Hotbar has always been annoying, and it's even more annoying that it
'upgrades' itself. Yesterday, I discovered on one of my users's
machines that it had downloaded the newest version of itself,
installed it, and then my user was unable to see our exchange servers,
or any of our internal IP addresses. I couldn't believe it. I looked
in the network card configuration, under TCP/IP, and even though the
adapter was set to use DHCP, it now had two new IP addresses for DNS
servers, and what's worse it DELETED the internal DNS servers from the
list altogether. I don't remembers the DNS servers that it was using,
because I was so feverishly trying to disable it. I'd disable it, and
look again 5 minutes later, and poof, hotbar had effectively
re-installed itself, and again changed the dns servers to it's own.
This actually caused my user to be unable to work! He claims that he
didn't install it knowingly, and somehow this doesn't surprise me.
The hotbar uninstaller (HBUninstFull.exe -- available from hotbar.com)

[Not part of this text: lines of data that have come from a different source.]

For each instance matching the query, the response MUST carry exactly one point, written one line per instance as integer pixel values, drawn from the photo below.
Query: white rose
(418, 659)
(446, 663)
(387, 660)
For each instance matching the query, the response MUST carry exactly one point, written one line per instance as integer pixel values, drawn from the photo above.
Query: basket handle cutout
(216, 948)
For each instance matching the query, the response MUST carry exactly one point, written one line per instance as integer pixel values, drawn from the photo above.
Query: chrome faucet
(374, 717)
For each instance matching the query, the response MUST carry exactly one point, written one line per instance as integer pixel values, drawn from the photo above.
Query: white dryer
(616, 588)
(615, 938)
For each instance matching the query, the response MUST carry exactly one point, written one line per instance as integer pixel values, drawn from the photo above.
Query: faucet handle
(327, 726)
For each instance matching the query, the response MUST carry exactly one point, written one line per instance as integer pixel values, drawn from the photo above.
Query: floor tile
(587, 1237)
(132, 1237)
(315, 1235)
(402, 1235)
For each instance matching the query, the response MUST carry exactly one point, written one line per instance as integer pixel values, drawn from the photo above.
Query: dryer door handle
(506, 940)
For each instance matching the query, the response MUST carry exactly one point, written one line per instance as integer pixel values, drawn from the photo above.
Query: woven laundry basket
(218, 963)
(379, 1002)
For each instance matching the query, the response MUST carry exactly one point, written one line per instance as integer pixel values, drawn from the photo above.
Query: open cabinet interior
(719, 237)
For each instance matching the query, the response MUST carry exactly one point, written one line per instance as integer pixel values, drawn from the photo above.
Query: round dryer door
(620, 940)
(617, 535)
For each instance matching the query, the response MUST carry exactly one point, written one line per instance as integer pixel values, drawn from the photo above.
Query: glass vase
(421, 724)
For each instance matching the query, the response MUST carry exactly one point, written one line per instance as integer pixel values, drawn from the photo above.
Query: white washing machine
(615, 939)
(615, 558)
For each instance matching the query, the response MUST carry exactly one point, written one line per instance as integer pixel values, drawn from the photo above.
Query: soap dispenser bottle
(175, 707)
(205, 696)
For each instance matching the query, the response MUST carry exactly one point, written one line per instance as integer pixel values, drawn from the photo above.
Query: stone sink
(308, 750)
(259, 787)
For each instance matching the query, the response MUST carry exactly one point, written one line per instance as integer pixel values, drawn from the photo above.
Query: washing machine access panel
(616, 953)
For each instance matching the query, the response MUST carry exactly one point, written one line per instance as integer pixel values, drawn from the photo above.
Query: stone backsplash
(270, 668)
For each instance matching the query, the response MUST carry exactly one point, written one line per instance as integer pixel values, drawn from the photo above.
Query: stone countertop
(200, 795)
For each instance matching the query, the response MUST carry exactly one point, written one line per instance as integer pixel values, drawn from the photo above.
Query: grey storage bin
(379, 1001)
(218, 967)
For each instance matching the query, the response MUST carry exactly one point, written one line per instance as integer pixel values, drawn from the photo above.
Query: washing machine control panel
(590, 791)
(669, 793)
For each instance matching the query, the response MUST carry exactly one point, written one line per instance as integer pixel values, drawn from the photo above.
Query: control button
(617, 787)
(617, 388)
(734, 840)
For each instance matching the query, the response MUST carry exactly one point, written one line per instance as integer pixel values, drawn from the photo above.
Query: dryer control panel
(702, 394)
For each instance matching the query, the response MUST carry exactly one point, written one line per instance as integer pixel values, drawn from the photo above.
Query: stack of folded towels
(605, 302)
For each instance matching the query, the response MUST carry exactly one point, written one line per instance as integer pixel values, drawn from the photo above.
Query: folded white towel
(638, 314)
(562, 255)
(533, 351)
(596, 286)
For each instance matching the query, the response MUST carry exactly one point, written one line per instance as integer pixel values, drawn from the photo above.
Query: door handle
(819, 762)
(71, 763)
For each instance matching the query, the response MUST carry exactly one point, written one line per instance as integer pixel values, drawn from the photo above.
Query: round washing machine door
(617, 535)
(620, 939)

did successfully get rid of it, as opposed to deleting all of the
Apps, and DLL's (that weren't in use already) still allowed it to
install and re-configure the dns settings as I've said. This is
unbelievable, and I cannot understand why these guys don't get sued
back into the stoneage. After looking at the Terms of Service, it
mentions NOTHING about hijacking the DNS settings. Please let me know
if you have any more info on the evils of hotbar, and why it's legal
(or is it?) for them to change my DNS settings on my ethernet adapter.